No new ideas, please, we are Indian. Seventeen years into the 21st century, we are still fixated by the ideas of the 20th century, says T C A Srinivasa-Raghavan.
Illustration: Uttam Ghosh/Rediff.com.
The late Paul Samuelson, when I called on him 27 years ago, very insightfully said at one point, “In your country human capital depreciates very slowly.”
He was referring to how we Indians show deference to older people even while differing with them.
But if you think about it, it is not just the old people we defer to.
We defer even more to old socio-political ideas. The result is that old ideas have a very long half-life in India. Obviously, some very bad ones linger on and on.
What’s more, it doesn’t matter who the fount of those socio-political ideas is: The Vedas, Golwalkar, Karl Marx, or Nehru. All of them still have diehard adherents.
Generally speaking, everywhere, two types of socio-political ideas are always deemed to be good.
One type is when you regard an idea as being good merely because you had happened to come up with it. Bureaucrats from the senior services are known for this.
The other type is when you think some socio-political idea is good because so many others also think it is good. This is the basis of all political parties, which, the world over, are like the mixers-grinders in a dhaba: They mash good ideas with bad ones.

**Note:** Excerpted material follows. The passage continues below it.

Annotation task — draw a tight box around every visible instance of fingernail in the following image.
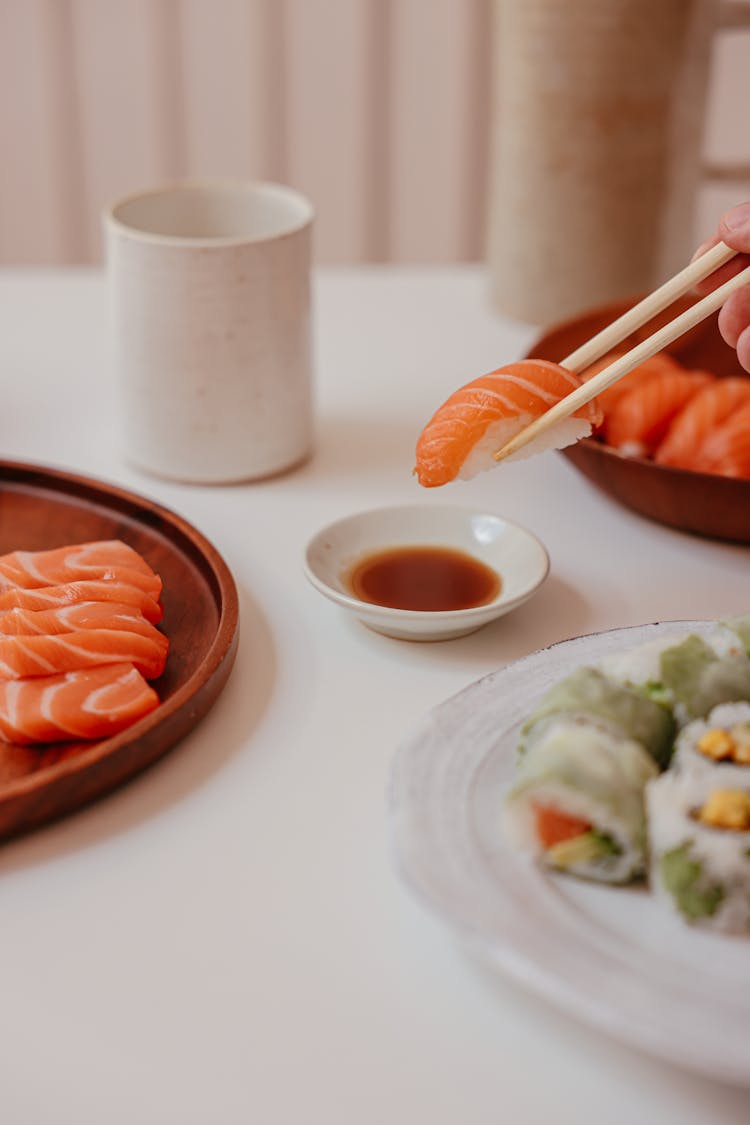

In between are the ‘intellectuals’. Their modus operandi is to borrow someone else’s idea, call it good, and launch off on the gravy train operated by the politicians.
The ruling elite in India are made up mainly of this combination of politicians, bureaucrats and ‘intellectuals’. Charlatans and opportunists do well in it.
Half-life of ideas
This long preamble was served up because, although we are now 17 years into the 21st century, we are still using the socio-political ideas of the 20th century -- and indeed even the second and the 12th centuries -- as points of reference. The contexts have changed but we cling on.
Thanks to the special place accorded to age -- and our tendency to regard it as being synonymous with wisdom -- even the young, in very large numbers, tend to adopt these old socio-political ideas, regardless of whether these ideas make sense any longer or not.
All political dispensations in the last 70 years have been witness to this. Each one of them has been governed by an outdated idea: The Congress with Keynesian democratic socialism, the BJP with Hindu revivalism -- in which there is no concept of state but only government -- and the Communists with redistributive Marxism, which emphasises totalitarianism.
But no country can progress when it is weighed down by this fascination with -- and, indeed, preference for -- outdated socio-political ideas. India is a standing monument to this folly, as indeed are the Islamic countries.
China, on the other hand, which is governed by bandits in cheap suits and expensive ties, has progressed only because it has not clung to the ideas of Mao Zedong. Other countries in that part of the world have also benefited by not clinging to the outdated ideas of their national mythologies.
The core problem
At the core of all socio-political and economic ideas lies a fundamental societal issue: How does the sovereign reconcile group preferences with individual preferences? Or, if you like, at its most banal, how does anyone reconcile the individual preference of each Congress party member for change in leadership with the group preference for Rahul Gandhi?
So far only the branch of economic theory pioneered by the late Kenneth Arrow, which has been grappling with this problem, came up with an answer. It is dismaying: All democratic systems need a dictator at the top. Editors in media organisations are a perfect example of this.
Now that it is in power, the BJP has to solve its problems in this respect: How does it reconcile the preferences of individual Indians with the group preference of the RSS, which -- if the appointment of Yogi Adityanath as UP chief minister is anything to go by -- casts as much influence on its ward as the Gandhi family does on its own.
Narendra Modi is trying his best to resolve the dilemma.
This is relatively easy on the economic side, where instrumentalism -- more of roads, electricity, health centres, schools, etc -- is concerned. But when it comes to human things -- eating habits, love, prayer, etc -- he is faced with a serious problem.
P V Narasimha Rao sorted out the socialism problem of the Congress party by stealth.
History may well judge Mr Modi on whether, and how, he sorts out the BJP’s socio-political problem with the RSS.
TCA Srinivasa-Raghavan is a journalist and columnist. He is writing a history of the Reserve Bank of India.